I have fond memories of my mother baking it and teaching me how to make it so that it was just right. I would watch her spread the egg yolk over the top of the cake until it was a perfect yellow dome, and loved the chance to do this myself. She used a special brand of quark that wasn’t always easy to get hold of – I’m sure the local supermarket in country Victoria supplied it because of her patronage.
I now have my own version of this baked cheesecake to teach my daughter. It’s a little different, with homemade vanilla custard and a crisper base. I’ve jazzed up the recipe a little by adding seasonal citrus flavours and topping it with ripe figs, mandarin segments and a tart citrus glaze. These fruits together are jewel-like and fresh, and figs are always so sumptuous, sexy and gorgeous.
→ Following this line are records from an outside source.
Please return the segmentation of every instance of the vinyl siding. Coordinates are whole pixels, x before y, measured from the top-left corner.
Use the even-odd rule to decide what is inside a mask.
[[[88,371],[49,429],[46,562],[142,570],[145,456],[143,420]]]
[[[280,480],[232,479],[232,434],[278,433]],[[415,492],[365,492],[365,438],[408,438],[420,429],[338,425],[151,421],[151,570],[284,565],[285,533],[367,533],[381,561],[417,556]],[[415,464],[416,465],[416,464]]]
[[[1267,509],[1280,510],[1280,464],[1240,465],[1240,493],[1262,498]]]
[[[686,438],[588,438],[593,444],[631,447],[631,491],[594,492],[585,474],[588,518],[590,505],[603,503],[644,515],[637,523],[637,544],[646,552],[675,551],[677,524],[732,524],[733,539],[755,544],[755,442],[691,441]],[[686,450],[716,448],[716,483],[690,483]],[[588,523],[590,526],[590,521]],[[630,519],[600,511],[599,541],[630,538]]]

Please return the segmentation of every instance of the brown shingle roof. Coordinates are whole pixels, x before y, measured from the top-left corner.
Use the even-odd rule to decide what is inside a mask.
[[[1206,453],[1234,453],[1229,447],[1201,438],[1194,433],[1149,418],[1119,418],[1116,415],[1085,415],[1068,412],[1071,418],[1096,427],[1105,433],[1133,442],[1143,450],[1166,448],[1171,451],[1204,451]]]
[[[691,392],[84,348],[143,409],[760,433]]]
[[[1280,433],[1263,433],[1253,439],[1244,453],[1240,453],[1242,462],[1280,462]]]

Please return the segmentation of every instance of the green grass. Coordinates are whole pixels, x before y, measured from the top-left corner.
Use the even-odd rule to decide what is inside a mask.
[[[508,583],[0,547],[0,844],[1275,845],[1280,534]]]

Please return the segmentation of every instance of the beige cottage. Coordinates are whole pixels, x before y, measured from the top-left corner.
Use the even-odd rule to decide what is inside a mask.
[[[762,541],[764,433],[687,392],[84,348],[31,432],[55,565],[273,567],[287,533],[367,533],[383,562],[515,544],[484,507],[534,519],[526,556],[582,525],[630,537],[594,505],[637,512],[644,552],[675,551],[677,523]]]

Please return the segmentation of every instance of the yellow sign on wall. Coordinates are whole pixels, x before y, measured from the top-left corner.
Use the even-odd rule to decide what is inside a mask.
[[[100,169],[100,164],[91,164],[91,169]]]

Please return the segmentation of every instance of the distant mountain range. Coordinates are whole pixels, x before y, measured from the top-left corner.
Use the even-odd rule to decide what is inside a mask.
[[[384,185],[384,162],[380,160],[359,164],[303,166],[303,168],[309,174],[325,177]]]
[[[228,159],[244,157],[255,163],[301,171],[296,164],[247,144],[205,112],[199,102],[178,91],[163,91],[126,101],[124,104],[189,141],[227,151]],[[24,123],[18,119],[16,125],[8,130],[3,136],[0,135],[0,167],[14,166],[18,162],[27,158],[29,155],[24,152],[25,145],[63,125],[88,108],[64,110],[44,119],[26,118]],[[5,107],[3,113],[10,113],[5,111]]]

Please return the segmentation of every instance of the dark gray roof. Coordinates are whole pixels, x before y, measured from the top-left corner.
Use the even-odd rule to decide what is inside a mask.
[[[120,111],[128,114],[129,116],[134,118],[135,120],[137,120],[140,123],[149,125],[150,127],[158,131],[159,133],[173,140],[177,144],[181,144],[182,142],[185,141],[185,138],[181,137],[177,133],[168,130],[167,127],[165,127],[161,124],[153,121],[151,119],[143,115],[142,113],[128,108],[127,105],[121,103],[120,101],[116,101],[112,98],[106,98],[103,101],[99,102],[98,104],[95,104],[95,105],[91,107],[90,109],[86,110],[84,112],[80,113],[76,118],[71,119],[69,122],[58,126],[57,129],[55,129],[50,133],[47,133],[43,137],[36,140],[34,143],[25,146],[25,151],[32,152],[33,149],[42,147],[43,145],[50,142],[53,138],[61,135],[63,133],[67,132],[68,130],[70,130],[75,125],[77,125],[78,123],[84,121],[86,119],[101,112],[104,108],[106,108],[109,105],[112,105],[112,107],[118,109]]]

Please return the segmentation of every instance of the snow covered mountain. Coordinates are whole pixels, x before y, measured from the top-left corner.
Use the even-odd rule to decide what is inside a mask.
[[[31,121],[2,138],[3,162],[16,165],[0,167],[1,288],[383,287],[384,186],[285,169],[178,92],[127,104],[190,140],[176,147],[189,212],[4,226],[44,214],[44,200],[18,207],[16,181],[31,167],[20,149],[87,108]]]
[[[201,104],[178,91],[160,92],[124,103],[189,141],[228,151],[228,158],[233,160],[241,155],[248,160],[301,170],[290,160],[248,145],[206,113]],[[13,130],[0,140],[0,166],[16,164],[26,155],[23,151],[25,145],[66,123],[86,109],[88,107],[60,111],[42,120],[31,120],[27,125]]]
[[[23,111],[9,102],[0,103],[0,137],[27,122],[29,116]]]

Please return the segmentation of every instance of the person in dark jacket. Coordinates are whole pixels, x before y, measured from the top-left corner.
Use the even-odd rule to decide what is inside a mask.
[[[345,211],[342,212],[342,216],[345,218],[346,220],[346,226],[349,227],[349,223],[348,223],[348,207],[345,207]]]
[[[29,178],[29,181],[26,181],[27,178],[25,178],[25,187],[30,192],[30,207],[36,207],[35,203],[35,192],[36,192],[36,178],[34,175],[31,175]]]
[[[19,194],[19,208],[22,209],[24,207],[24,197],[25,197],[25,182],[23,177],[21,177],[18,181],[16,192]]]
GERMAN FIG CHEESECAKE SERVES 6-8
100g unsalted butter, softened 310g caster sugar 150g plain flour 520ml milk 1 tsp vanilla bean paste 4 eggs, separated, plus extra egg yolk 80g cornflour, sifted 1kg quark, at room temperature Finely grated zest of 1 lemon and 11/ 2 mandarins, plus juice of 1/2 a mandarin 1/3 cup (80ml) runny honey Figs and freeze-dried mandarins (optional), to serve
To make the base, in a stand mixer fitted with the paddle attachment, beat butter and 60g sugar until well combined. Beat in flour to form a dough. Flatten into a disc, enclose in plastic wrap and chill for 2 hours.
Preheat oven to 220°C. Grease base and sides of a 22cm springform cake pan and line with baking paper. On a floured surface, roll dough to fit base of prepared pan. Line base, trim excess and chill for 15 minutes. Bake for 15 minutes or until just golden, then cool. Reduce oven to 160°C.
Place 500ml milk, 200g sugar and vanilla in a saucepan over high heat and bring to just below the boil. Whisk yolks, cornflour and remaining 50g sugar until pale and thick. Gradually whisk milk mixture into yolk mixture. Return to saucepan over low heat and cook, stirring, until boiling. Transfer to a bowl, cover with plastic wrap and chill.
Whisk quark, lemon zest, zest from 1 mandarin and half extra egg yolk until combined. Add custard and whisk until combined. Whisk eggwhites to soft peaks and fold into custard. Pour over base. Combine remaining half extra egg yolk with remaining 20ml milk and brush over cheesecake. Bake for 2 hours or until just set. Set aside to cool, then chill for 4 hours or until set. Remove from pan.
Combine mandarin juice, honey and remaining mandarin zest in a saucepan over high heat and bring to a simmer.
Top cheesecake with figs and dried mandarins, if using, and drizzle with the mandarin honey to serve.